The group began thinking about adding a new #GivingTuesday date about five weeks ago. It’s been a whirlwind, Curran says, but they knew the crisis called for an urgent response. People have already been helping, and #GivingTuesdayNow doesn’t negate those efforts many have already made. Rather, Curran says, it dedicates a time for people to give, and helps share ideas of how they can help during this difficult time.
“[Giving Tuesday] is experienced globally, just as this is experienced globally, and so there was a real parallel there from our perspective,” she says. “Giving Tuesday is a ritual people know how to participate in, and they know there are a million ways to participate. The response to it has been really extraordinary, not because that generosity wasn’t already bubbling up, but because it gives people a rallying moment, a focal point, and a moment to feel like we’re all in it together.”
With millions of Americans out of work, giving financially may not be feasible, even if they want to help. Curran wants to remind people that #GivingTuesday in general, and especially the May 5 #GivingTuesdayNow, isn’t only about monetary donations. “It’s not a fundraiser,” she says. “It’s a global generosity movement.” That could mean writing online reviews for small businesses or reaching out to elderly neighborhoods who might be lonely. The #GivingTuesdayNow website shares more ideas for how people can participate. Another tool on the site, Daily Generosity Alerts, will text you “small, really executable ideas every day,” Curran says.
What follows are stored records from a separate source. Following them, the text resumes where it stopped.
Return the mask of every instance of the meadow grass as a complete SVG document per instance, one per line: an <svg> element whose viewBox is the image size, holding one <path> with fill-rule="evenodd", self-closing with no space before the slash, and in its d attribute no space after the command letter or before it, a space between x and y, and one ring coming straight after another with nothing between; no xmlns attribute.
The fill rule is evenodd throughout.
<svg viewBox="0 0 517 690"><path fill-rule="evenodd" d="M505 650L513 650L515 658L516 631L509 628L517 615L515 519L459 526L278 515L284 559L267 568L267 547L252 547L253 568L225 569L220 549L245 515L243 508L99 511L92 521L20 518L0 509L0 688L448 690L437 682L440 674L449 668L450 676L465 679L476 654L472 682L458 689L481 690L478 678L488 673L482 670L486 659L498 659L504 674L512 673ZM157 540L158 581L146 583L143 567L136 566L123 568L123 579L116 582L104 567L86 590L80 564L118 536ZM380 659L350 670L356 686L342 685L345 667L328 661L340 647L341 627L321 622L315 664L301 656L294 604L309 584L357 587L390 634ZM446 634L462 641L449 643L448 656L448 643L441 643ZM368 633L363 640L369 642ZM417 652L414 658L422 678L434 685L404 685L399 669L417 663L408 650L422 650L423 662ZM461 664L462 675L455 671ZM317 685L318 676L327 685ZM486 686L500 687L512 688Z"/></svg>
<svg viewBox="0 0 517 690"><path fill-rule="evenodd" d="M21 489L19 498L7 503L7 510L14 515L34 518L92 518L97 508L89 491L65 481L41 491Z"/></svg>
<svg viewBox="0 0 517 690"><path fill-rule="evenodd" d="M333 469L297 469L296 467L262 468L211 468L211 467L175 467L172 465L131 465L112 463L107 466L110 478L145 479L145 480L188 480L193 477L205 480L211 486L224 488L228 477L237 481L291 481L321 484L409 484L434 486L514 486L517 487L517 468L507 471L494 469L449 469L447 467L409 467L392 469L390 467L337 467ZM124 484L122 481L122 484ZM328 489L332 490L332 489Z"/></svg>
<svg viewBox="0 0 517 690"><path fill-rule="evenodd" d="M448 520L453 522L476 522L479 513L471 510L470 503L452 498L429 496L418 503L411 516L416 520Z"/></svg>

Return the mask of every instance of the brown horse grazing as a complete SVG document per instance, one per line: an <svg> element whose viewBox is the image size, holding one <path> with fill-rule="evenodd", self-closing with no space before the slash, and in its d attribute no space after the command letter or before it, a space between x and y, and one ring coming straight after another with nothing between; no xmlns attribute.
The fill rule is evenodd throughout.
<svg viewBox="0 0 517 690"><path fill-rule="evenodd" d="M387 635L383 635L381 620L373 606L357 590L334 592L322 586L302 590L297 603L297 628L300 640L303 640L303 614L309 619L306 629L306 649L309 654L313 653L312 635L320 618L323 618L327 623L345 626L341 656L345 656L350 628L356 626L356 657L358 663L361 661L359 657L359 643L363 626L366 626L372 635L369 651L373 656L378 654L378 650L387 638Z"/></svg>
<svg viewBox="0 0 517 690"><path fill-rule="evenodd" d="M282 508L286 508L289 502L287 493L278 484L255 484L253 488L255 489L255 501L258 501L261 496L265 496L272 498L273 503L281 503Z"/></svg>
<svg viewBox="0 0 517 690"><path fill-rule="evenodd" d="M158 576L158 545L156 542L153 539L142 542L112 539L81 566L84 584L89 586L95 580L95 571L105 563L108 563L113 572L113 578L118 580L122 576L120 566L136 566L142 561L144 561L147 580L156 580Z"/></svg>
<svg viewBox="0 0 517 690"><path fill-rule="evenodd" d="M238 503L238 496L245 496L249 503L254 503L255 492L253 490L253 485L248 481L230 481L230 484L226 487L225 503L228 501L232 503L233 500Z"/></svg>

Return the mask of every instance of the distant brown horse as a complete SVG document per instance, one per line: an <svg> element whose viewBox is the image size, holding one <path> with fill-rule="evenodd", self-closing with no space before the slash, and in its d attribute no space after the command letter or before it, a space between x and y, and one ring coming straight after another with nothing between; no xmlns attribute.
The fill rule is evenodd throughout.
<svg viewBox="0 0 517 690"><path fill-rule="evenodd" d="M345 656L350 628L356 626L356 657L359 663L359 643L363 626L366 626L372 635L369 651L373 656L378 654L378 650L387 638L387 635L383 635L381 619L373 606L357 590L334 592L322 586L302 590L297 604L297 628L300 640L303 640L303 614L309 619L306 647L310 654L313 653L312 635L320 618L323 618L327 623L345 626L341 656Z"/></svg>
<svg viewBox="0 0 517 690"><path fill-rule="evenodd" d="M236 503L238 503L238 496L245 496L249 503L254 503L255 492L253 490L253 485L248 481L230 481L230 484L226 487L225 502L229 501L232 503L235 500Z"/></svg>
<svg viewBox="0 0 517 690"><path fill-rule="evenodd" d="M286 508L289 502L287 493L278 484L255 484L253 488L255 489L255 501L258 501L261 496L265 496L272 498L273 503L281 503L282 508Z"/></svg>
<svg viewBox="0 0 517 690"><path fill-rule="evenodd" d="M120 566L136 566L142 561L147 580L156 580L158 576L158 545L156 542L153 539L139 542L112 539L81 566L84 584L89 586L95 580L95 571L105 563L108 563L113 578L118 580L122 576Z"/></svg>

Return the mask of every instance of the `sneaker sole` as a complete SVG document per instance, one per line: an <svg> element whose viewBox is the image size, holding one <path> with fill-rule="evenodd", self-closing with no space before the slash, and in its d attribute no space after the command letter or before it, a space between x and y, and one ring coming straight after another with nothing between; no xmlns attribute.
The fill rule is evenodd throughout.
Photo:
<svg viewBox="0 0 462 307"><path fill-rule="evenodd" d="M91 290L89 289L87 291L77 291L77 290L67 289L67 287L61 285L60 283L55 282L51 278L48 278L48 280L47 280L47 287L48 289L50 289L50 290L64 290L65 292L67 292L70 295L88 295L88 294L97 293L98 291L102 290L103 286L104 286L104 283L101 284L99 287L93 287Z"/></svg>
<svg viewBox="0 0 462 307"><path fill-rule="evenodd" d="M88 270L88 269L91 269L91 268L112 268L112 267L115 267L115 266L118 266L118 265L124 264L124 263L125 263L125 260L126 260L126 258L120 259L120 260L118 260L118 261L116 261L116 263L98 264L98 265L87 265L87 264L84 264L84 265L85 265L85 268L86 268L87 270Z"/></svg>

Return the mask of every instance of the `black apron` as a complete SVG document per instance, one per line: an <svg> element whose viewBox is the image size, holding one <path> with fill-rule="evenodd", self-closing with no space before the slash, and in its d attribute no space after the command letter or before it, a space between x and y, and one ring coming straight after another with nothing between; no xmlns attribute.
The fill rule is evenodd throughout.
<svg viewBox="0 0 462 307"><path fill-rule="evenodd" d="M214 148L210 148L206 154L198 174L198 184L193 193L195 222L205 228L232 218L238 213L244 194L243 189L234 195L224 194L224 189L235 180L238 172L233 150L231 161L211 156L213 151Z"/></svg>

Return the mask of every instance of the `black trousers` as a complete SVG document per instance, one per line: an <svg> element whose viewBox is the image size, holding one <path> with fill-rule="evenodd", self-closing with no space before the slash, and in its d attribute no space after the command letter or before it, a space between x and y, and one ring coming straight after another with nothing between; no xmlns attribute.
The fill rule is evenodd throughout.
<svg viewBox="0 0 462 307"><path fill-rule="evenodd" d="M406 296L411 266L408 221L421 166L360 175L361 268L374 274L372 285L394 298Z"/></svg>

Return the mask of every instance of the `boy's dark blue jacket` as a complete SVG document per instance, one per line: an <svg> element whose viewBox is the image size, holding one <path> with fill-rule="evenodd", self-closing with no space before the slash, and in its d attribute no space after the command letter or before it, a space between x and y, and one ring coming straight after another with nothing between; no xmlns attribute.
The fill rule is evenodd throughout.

Just as with the annual December Giving Tuesday, charities, businesses, and individuals have come up with special actions around the COVID-19 crisis. #NextGenGenerosity, a campaign launched by Keep Families Giving Foundation, has partnered with #GivingTuesdayNow to highlight acts of generosity by younger people. Curran also points to America’s Food Fund as an example of how organizations are coming together, rather than competing, to address urgent COVID-19 related needs. Launched by Leonardo DiCaprio and Laurene Powell Jobs, America’s Food Fund is a mix of organizations, individual philanthropists, and grassroots efforts to help feed low-income families, the elderly, children who rely on school meals, and those who have lost their jobs.
#GivingTuesdayNow on May 5 may look different than Giving Tuesdays of the past, where volunteers often pose together, smiling in group photos. But generosity through digital avenues is just as powerful and important, Curran says. “Right now is an existential time for nonprofits,” Curran says. “What they need is resource, resource of all kinds. . . . If people don’t have financial resource to give, then what we need to do is to loudly and proudly tell the story of why the nonprofit world is necessary always, and especially necessary now, in general, as a whole overarching story, because that will provide support and protection over the longer term.”